USGA officials have said they would like to bring the US Open back to the Black Course and make it one of the recurring sites.

However, the USGA, the governors of the championship, has not selected any host courses past 2007 and, in fact, the event is already scheduled to return to Long Island in 2004 when it will be played at Shinnecock Hills, where Corey Pavin won in 1995. Next year's event will be played at Olympia Fields, south of Chicago.

While the course - the longest in US Open history - stood up to the stated criteria of determining the best player and is now firmly in the running to become part of the roster for the championship, and part of its attraction was that it was a completely new test for every player in the field, there has also been speculation that it could become a regular stop on the US Tour.

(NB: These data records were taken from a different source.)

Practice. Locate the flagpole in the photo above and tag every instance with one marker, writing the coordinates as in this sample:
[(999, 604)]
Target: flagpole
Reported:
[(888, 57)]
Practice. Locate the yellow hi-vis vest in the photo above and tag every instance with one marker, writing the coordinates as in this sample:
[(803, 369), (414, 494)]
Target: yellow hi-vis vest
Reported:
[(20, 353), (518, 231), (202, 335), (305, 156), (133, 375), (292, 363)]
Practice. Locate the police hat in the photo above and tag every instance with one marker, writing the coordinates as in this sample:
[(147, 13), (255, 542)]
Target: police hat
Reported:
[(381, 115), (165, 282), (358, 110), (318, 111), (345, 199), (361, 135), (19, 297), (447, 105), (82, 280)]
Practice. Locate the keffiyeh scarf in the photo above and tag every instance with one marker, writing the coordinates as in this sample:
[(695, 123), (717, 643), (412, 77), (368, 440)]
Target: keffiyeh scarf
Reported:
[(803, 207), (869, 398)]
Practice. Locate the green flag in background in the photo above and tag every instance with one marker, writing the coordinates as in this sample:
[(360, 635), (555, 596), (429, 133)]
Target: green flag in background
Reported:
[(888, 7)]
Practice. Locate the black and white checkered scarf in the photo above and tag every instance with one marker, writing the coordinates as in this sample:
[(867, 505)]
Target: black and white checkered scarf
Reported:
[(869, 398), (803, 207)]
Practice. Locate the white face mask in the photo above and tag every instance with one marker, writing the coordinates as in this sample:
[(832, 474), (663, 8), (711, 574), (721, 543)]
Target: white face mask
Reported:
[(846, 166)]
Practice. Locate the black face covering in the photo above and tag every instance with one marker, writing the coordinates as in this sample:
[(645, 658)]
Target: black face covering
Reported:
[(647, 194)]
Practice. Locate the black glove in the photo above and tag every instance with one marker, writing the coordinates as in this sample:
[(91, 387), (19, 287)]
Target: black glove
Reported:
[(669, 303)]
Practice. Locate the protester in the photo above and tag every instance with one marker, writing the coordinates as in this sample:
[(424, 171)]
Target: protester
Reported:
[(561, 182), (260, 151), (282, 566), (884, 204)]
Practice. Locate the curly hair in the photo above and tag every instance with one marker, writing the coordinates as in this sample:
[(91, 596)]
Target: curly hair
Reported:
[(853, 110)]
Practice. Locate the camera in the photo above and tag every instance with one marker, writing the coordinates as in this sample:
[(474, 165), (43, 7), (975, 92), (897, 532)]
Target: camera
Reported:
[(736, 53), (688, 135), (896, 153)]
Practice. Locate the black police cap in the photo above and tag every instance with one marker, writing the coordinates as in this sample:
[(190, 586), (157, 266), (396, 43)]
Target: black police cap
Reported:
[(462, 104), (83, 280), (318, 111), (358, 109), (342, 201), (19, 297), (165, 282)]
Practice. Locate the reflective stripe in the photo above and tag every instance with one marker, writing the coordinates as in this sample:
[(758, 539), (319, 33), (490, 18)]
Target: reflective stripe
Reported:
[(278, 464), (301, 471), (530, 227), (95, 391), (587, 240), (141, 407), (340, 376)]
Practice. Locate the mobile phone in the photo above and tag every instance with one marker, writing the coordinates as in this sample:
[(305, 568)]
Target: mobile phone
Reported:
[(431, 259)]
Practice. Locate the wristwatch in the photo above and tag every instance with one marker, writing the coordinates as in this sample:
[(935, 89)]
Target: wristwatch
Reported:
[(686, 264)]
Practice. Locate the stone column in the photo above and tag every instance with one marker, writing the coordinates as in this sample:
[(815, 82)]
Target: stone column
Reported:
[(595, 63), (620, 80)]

The Buick Classic is traditionally held at the Westchester Country Club, also in New York, but the agreement to hold that tournament there runs out in two years and the speculation is that it could move to the Black Course. Castro, though, seems intent on waiting for another call from the USGA.

"What could we possibly do except another US Open that could compare to this?" she remarked. "The Black Course should be in demand by just about any tournament out there and, certainly we have a lot of respect for the US PGA Tour, but the USGA has been our partner on this championship. We are serious about wanting it back.

"We're going to maintain the Black Course as you currently see it, except for making it a little more user friendly . . . cut the rough and do a few other things." Maybe one or two of the players in this year's US Open field would have wished for the rough to be cut in advance of this championship, but the reality is that it is a quality course that deserves to be included on the rota.

However, it may have to wait up for to another 10 years for its turn to play host to the world's best golfers again.